The present applicant has previously proposed a method of producing a substituted polyacetylene from a disubstituted acetylene by chain polymerization using a phosphine-palladium complex as a substituted acetylene polymerization initiator (Patent Document 4 below).

JP, 7-292037, A JP-A-8-133991 Japanese Unexamined Patent Publication No. 8-21698 JP, 2014-162745, A

Polymer Chemistry Volume 2 Page 1044 2011 "Quarterly Chemistry Review No. 17 (Organic Chemistry of Previous Transition Metals)", Academic Publishing Center, 1993

The present inventors are investigating a method for producing a substituted polyacetylene from a disubstituted acetylene by chain polymerization, and in the presence of a specific polymerization initiator, use a disubstituted acetylene having a novel optically active group. It was found that a substituted polyacetylene having a novel optically active group useful as an optical resolving agent, a liquid crystal, a non-linear optical material, a photoelectroluminescent material, etc. can be obtained by carrying out the reaction, and the present invention has been completed.
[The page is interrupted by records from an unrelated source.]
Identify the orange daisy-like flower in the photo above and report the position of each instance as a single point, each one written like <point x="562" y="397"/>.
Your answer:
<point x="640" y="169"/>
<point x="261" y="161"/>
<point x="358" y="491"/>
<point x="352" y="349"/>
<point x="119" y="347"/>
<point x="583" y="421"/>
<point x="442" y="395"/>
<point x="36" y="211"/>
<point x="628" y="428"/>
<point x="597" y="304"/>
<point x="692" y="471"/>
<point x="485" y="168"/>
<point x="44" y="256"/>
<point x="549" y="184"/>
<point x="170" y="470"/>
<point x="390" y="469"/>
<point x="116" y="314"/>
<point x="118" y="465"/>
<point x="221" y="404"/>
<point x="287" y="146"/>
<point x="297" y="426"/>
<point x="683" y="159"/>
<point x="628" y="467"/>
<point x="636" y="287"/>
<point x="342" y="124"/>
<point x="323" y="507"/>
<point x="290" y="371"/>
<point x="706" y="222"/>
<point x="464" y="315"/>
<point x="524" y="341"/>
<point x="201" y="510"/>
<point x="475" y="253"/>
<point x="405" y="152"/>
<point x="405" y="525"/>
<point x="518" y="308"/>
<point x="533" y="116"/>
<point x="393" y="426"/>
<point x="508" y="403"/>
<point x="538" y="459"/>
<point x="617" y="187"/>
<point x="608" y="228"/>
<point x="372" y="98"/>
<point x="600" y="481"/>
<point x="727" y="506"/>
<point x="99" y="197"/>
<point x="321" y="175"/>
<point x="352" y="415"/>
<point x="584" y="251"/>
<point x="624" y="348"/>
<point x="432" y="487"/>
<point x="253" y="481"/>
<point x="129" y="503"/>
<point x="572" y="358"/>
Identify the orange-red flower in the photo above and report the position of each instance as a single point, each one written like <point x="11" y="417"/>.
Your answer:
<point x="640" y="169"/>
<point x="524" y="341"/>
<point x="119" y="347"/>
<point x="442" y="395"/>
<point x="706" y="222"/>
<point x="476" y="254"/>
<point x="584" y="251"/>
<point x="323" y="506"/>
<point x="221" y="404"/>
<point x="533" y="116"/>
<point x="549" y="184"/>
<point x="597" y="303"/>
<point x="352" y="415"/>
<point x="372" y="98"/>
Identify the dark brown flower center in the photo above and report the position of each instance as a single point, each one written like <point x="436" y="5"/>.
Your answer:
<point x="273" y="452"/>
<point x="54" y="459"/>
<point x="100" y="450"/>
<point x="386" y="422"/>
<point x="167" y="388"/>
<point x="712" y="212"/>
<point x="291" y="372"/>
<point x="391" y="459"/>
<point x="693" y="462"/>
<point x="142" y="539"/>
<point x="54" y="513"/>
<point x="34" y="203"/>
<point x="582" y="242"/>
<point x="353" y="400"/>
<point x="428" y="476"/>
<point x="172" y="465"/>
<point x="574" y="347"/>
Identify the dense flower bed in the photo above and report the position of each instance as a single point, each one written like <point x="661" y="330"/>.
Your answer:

That is, the present invention is to provide a substituted polyacetylene having a novel optically active group, which is useful as an optical resolving agent, a liquid crystal, a non-linear optical material, a photoelectroluminescent material, and the like, and an industrially advantageous production method thereof.

The first invention to be provided by the present invention is the following general formula (1)
(In the formula, R ¹ and R ² represent an alkyl group or an aryl group having 1 to 10 carbon atoms, and the alkyl group and the aryl group may have a substituent. provided that R ¹ and R ² are the same. X is a halogen atom and * is an asymmetric carbon atom.), and is a substituted polyacetylene having an optically active group.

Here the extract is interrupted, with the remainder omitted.